The hospital staff needs include: a trained cardiac Perfusionist, as well as additional training for the local anesthesiologists, Intensivists, cardiologists, and nurses (OR, ICU, Ward, and Out patient clinic).

The hospital administration is well organized and coordinated. Bernard Bulwar MD, a cardiologist is the chief of medical services. He is also an expert on ECHO technology. Hospital care is free, but special needs must be paid for, including drugs, and disposables, valves, etc. that are required for open-heart surgery.

The open-heart cardiac surgery project is projected in 3 stages: initiation of general thoracic surgery, then adult cardiac, and finally non-complex congenital heart surgery. An outreach program is being planned to screen the population for cardiac disease, especially coronary, rheumatic, and congenital heart disease. The anticipated annual caseload is projected at 100-150/year.

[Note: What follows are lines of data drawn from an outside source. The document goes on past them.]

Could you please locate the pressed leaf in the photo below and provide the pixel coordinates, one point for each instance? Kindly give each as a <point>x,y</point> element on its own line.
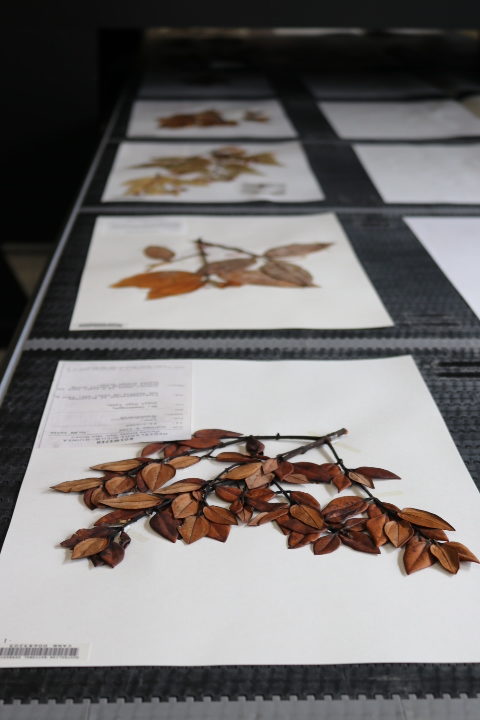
<point>417,556</point>
<point>447,556</point>
<point>119,483</point>
<point>288,272</point>
<point>157,252</point>
<point>165,524</point>
<point>243,471</point>
<point>424,519</point>
<point>326,544</point>
<point>78,485</point>
<point>184,505</point>
<point>219,532</point>
<point>398,532</point>
<point>113,554</point>
<point>228,493</point>
<point>296,540</point>
<point>182,462</point>
<point>90,546</point>
<point>296,249</point>
<point>164,283</point>
<point>219,515</point>
<point>137,501</point>
<point>309,515</point>
<point>359,541</point>
<point>340,508</point>
<point>187,485</point>
<point>193,529</point>
<point>119,466</point>
<point>377,473</point>
<point>464,553</point>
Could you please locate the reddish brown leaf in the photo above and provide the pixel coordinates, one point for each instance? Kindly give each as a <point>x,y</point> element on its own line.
<point>398,532</point>
<point>219,515</point>
<point>326,544</point>
<point>447,556</point>
<point>88,547</point>
<point>340,508</point>
<point>165,524</point>
<point>119,466</point>
<point>136,501</point>
<point>417,556</point>
<point>113,554</point>
<point>119,483</point>
<point>193,529</point>
<point>308,515</point>
<point>218,532</point>
<point>359,541</point>
<point>424,519</point>
<point>78,485</point>
<point>464,554</point>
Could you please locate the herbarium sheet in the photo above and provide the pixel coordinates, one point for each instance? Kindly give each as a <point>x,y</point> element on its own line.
<point>201,172</point>
<point>177,119</point>
<point>204,272</point>
<point>251,600</point>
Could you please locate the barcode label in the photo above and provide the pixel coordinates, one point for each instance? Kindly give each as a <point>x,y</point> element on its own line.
<point>16,651</point>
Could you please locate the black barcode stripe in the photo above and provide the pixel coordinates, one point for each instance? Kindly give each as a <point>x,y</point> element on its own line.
<point>44,651</point>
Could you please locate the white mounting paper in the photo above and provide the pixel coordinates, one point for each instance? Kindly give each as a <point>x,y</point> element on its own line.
<point>454,244</point>
<point>100,403</point>
<point>344,298</point>
<point>214,604</point>
<point>144,120</point>
<point>414,120</point>
<point>423,173</point>
<point>290,181</point>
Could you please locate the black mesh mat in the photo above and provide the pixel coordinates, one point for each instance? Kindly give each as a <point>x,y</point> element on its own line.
<point>454,381</point>
<point>419,298</point>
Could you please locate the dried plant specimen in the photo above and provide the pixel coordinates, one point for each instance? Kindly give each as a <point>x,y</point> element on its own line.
<point>254,488</point>
<point>269,269</point>
<point>181,172</point>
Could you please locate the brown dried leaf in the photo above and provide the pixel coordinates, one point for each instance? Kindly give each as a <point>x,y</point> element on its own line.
<point>157,252</point>
<point>218,532</point>
<point>288,272</point>
<point>182,462</point>
<point>296,249</point>
<point>417,556</point>
<point>398,532</point>
<point>136,501</point>
<point>309,515</point>
<point>243,471</point>
<point>88,547</point>
<point>118,484</point>
<point>424,519</point>
<point>164,283</point>
<point>165,524</point>
<point>156,474</point>
<point>219,515</point>
<point>193,529</point>
<point>119,466</point>
<point>447,556</point>
<point>326,544</point>
<point>78,485</point>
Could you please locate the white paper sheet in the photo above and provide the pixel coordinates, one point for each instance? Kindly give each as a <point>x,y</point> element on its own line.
<point>423,173</point>
<point>146,116</point>
<point>366,85</point>
<point>250,592</point>
<point>414,120</point>
<point>454,244</point>
<point>212,83</point>
<point>290,181</point>
<point>344,298</point>
<point>100,403</point>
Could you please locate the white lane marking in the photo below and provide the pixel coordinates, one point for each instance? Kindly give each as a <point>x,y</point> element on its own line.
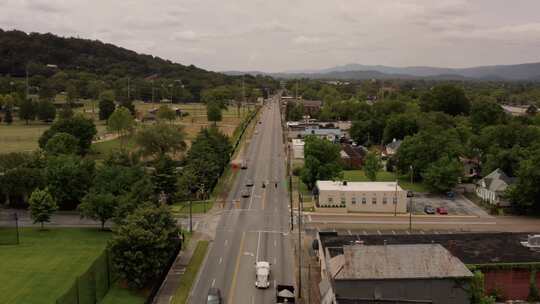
<point>258,246</point>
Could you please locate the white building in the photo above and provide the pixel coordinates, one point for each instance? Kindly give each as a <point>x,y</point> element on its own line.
<point>298,148</point>
<point>369,197</point>
<point>492,188</point>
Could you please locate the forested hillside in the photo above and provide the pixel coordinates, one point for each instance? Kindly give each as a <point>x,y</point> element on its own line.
<point>55,64</point>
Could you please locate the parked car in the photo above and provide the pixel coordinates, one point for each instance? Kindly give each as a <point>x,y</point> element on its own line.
<point>214,296</point>
<point>429,210</point>
<point>442,211</point>
<point>262,274</point>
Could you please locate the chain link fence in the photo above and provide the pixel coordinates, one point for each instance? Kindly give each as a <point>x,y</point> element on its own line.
<point>92,286</point>
<point>9,229</point>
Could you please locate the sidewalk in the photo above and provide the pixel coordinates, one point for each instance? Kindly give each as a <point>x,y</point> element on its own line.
<point>172,281</point>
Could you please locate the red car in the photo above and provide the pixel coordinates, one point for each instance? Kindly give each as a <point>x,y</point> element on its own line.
<point>442,211</point>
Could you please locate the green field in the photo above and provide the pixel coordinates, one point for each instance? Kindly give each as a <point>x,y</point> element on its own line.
<point>46,263</point>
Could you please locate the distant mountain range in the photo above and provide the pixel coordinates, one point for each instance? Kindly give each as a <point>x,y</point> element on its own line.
<point>527,71</point>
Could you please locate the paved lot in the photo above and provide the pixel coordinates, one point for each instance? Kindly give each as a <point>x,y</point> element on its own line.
<point>460,205</point>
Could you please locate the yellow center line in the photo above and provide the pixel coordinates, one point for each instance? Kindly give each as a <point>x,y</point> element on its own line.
<point>233,285</point>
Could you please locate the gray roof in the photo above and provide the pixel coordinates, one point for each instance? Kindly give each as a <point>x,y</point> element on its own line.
<point>362,262</point>
<point>497,181</point>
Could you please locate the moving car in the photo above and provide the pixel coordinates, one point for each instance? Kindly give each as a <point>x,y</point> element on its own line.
<point>442,211</point>
<point>214,296</point>
<point>429,210</point>
<point>262,274</point>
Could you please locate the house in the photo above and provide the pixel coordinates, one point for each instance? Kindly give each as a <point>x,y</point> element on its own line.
<point>298,148</point>
<point>367,197</point>
<point>392,273</point>
<point>492,187</point>
<point>354,155</point>
<point>391,148</point>
<point>506,263</point>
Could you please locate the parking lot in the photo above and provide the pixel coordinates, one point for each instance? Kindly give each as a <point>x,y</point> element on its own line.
<point>459,205</point>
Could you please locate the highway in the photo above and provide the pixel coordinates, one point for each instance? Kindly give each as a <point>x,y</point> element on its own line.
<point>256,229</point>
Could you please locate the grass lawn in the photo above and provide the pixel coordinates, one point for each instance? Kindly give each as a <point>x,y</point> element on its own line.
<point>180,209</point>
<point>119,295</point>
<point>46,263</point>
<point>19,137</point>
<point>189,276</point>
<point>383,176</point>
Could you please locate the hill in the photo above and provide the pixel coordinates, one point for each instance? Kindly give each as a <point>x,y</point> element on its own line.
<point>81,61</point>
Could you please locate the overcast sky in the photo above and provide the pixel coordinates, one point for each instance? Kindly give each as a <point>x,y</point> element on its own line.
<point>282,35</point>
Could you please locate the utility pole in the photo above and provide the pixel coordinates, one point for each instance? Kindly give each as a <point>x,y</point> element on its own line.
<point>300,205</point>
<point>153,91</point>
<point>128,91</point>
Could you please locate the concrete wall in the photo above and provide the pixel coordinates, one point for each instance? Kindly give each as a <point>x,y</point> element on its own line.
<point>440,291</point>
<point>365,201</point>
<point>513,283</point>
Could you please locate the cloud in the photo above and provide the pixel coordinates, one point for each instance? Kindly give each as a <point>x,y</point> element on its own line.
<point>307,40</point>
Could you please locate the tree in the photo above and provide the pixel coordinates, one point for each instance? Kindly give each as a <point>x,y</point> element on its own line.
<point>446,98</point>
<point>46,111</point>
<point>486,113</point>
<point>98,206</point>
<point>372,165</point>
<point>160,139</point>
<point>79,126</point>
<point>62,143</point>
<point>121,122</point>
<point>142,244</point>
<point>213,111</point>
<point>8,116</point>
<point>27,110</point>
<point>322,161</point>
<point>443,175</point>
<point>525,193</point>
<point>166,113</point>
<point>106,104</point>
<point>69,178</point>
<point>42,206</point>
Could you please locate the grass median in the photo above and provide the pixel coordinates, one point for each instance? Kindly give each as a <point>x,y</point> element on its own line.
<point>188,278</point>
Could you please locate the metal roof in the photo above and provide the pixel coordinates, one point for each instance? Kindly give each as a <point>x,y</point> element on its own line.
<point>419,261</point>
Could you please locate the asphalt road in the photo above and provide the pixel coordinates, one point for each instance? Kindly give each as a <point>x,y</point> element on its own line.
<point>257,229</point>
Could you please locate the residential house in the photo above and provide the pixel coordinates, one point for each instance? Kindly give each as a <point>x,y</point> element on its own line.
<point>392,273</point>
<point>492,187</point>
<point>365,197</point>
<point>298,148</point>
<point>391,148</point>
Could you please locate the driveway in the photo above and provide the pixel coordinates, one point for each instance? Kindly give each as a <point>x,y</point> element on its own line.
<point>459,205</point>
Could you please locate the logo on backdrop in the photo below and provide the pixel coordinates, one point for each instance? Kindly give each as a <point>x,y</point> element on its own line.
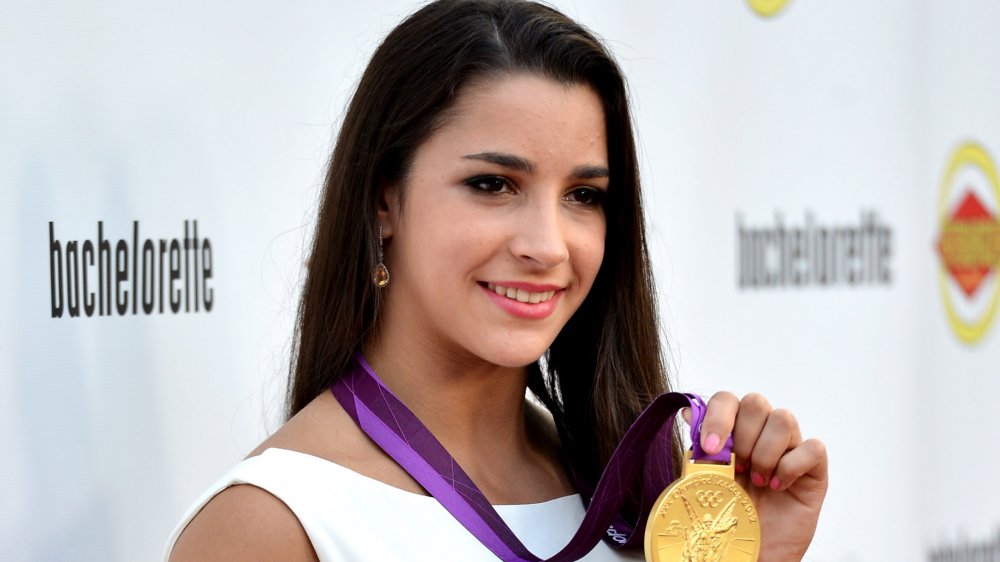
<point>813,253</point>
<point>103,277</point>
<point>968,242</point>
<point>967,551</point>
<point>767,8</point>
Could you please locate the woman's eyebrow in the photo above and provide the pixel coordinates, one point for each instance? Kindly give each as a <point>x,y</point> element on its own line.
<point>590,172</point>
<point>505,160</point>
<point>585,172</point>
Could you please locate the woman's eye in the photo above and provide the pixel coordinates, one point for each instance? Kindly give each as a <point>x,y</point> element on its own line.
<point>489,184</point>
<point>586,196</point>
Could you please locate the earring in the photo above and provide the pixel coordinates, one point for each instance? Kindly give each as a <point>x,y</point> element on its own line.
<point>380,277</point>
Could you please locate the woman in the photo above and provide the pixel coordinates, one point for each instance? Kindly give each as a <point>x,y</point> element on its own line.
<point>485,176</point>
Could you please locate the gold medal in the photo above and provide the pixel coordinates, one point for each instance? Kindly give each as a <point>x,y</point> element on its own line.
<point>704,516</point>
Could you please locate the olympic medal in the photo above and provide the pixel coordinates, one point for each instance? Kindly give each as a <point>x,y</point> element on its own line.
<point>704,516</point>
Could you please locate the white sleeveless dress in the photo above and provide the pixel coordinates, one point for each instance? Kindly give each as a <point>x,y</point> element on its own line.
<point>350,517</point>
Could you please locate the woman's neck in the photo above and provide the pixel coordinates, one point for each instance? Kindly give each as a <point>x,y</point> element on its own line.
<point>478,413</point>
<point>465,403</point>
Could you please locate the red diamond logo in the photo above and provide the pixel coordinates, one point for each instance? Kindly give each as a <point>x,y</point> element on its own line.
<point>970,244</point>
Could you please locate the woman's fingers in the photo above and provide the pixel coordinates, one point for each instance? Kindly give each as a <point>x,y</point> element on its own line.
<point>779,435</point>
<point>808,459</point>
<point>750,421</point>
<point>719,419</point>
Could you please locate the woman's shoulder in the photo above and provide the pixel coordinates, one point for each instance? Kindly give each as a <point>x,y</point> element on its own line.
<point>258,506</point>
<point>243,522</point>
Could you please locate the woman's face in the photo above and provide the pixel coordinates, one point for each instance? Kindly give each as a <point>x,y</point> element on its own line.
<point>501,229</point>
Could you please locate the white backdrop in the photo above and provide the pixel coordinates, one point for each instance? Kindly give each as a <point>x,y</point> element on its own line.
<point>164,113</point>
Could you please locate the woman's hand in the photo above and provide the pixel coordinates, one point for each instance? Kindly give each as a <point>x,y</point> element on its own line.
<point>785,476</point>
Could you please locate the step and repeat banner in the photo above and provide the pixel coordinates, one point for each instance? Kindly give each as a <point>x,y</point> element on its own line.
<point>824,208</point>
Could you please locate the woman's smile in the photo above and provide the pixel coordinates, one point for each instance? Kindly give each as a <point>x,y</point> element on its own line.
<point>497,233</point>
<point>519,300</point>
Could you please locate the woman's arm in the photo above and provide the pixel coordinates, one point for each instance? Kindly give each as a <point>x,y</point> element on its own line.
<point>243,523</point>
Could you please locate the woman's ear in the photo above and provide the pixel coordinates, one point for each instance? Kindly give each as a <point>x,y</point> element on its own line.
<point>388,208</point>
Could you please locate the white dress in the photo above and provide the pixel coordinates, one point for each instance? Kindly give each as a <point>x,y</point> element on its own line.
<point>348,516</point>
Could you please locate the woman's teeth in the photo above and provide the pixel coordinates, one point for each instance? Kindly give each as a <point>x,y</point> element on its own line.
<point>520,295</point>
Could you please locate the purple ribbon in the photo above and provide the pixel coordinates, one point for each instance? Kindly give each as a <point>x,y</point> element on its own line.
<point>391,425</point>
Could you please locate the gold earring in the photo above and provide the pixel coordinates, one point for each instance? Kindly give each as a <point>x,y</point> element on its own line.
<point>380,277</point>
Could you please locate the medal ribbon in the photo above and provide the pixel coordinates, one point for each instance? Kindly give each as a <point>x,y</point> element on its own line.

The following recommendations were made:

  1. Establish a steering committee to coordinate the project.
  2. Complete infrastructure repairs and additions.
  3. Obtain remaining equipment needed.
  4. Develop cooperation with local distributors to obtain disposables, drugs, etc. at discounted prices.
  5. Development of  database for patients waiting or needing CT medical, interventional, or surgical care.
  6. Solicit cooperation and MOU’s with foreign centers, NGO’s, and individuals to assist.
  7. The MOU should include guidelines for airfaire, housing, meals, local transportation, donated equipment/supplies, credentialing, malpractice, case complexity, education/training goals, and length of cooperation.
  8. Initially, foreign teams will be required at 6 month intervals to supplement the local staff, while they increase and gain experience/confidence.
  9. Have a Public Health office at the hospital to help develop preventive health programs for rheumatic fever, hypertension, and pre-natal care.


Belize can support a CT Surgery program, assuming that the hospital captures the majority of cases. There are no official numbers re. incidence and prevalence. My concerns remain the small annual caseload, and financial sustainability.